This is the sixth in our series of weekly blogs by food blogger Danny Kingston aka @FoodUrchin looking back on each heat of Great British Menu 2014.
So, we are well and truly over the hump now folks. We have just completed week six of the Great British Menu, with only the Celtic regions Scotland and Wales left to go, and thus our journey is finally nearing its triumphant end. And if that opening sentence sounds weary and tired, I have to put my hands up and say that the Groundhog Day element of the competition is starting to get to me.

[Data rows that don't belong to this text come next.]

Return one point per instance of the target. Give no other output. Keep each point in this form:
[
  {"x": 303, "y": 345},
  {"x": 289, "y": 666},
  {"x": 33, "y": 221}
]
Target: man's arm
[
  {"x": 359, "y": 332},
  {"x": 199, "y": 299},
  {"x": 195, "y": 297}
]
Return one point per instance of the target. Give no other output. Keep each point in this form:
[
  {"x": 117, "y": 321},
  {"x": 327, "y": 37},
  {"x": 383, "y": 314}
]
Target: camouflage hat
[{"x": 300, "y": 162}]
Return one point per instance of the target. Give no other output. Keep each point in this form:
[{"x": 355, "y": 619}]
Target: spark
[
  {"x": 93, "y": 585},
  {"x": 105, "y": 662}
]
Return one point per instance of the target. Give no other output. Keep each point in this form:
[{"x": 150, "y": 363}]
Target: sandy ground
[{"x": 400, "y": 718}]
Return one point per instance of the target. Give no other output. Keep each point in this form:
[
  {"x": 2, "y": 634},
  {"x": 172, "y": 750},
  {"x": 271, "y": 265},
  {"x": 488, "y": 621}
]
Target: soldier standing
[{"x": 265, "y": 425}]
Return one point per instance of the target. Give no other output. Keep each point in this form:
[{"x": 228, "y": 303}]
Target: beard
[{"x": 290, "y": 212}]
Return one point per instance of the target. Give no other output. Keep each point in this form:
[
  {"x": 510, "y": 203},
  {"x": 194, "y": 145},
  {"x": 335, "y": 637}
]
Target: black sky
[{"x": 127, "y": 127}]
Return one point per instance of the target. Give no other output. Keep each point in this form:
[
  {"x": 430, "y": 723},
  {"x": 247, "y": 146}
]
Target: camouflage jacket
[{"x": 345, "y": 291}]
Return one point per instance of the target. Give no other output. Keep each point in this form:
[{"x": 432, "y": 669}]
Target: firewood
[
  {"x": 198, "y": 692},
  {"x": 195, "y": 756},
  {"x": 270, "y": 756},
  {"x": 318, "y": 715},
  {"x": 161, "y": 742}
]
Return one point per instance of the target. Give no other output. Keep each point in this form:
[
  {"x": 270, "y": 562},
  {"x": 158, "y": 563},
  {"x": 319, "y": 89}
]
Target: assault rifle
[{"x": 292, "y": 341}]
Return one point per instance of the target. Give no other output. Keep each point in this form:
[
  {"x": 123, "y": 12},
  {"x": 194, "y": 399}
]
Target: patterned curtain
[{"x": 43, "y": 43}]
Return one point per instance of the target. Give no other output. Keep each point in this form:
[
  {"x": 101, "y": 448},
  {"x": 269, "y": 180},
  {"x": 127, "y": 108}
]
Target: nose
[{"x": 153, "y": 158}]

Don’t get me wrong, some of the dishes that have been created throughout the series so far have been amazing and the chefs have tackled the brief of recreating war time inspired menus head on. I mean, who knew there were so many different varieties of Spam? No, what is starting to unhinge me ever so slightly is the voiceover commentary.
Because if she says one particular thing about a chef, you can be certain that she’ll repeat it a THOUSAND TIMES. For instance, Paul Welburn, a strapping young fella from Yorkshire, did you know that this is his first time in the competition? Did you? Oh yes, it’s his first time.
Then there is Frances Atkins. Well she’s the Michelin-starred, experienced heavyweight this week. Yes, Michelin stars, with loads of experience. And dainty Frances is a heavyweight too. Whodathunk? And as for Colin McGurran, did you know that he just missed out getting his dish into the final last time around? Yes. He missed out. Just by an inch. And we know this because in each episode they kept showing the same montage of Colin, rubbing his face, just missing out getting his dish into the final.
By an inch. missing……just a bit..…final….inches…….arrrrggggh. Seriously, the repetition has been getting on my nerves so
much that it’s causing me to hyperventilate in front of the screen and as such, I’ve resorted to watching the show whilst wearing a gas mask. Because it’s much more effective than blowing into a paper bag. But enough hot air from me, let’s see what the guys and gal from the North East produced last week, for mentor Philip Howard, the thinking chef’s chef.
Well the opening starters round saw Frances Atkins, co-owner and Head chef of The Yorke Arms, prowl into the kitchen like a pussy cat with Dame Edna Everage glasses and proclaim that the boys better watch out because there was a female about; which was impressive fighting talk. But then Frances set about making a naff-looking toasted sandwich with jellied beer that wobbled almost as much as her bottom lip as she sort of fell to pieces, which was a shame. Ambitious Paul Welburn created a dish called ‘Duck and Soldiers’, a mishmash of duck cooked in a variety of ways and served up the thinnest looking sourdough soldiers with it.
Eggy soldiers should be not that thin.
And Colin went all on an all-out attack with his ‘Modern Ration Pack’ that included corned beef hash in mustard, a teabag containing bouillon and an exploding cherry chocolate bomb, which all amounted to rather bizarre starters to serve in my opinion but nevertheless Phil was impressed with Colin’s efforts and gave him an eight.
The fish round was no less straightforward as the competing chefs strived to push boundaries whilst still keeping to the theme. A much more composed Frances, who was using her Father’s wartime experiences as inspiration, delivered a very pretty-looking plate called ‘On the boat’ using Dover sole, squid and sea dumplings but her sharp buckthorn was a step too far for Philip’s palate. Paul’s ‘Preservation of British Waters’ showed real promise too, using cured salmon and crab cooked two ways but he scuppered his chances by forgetting to dress his bowl with brown crab butter.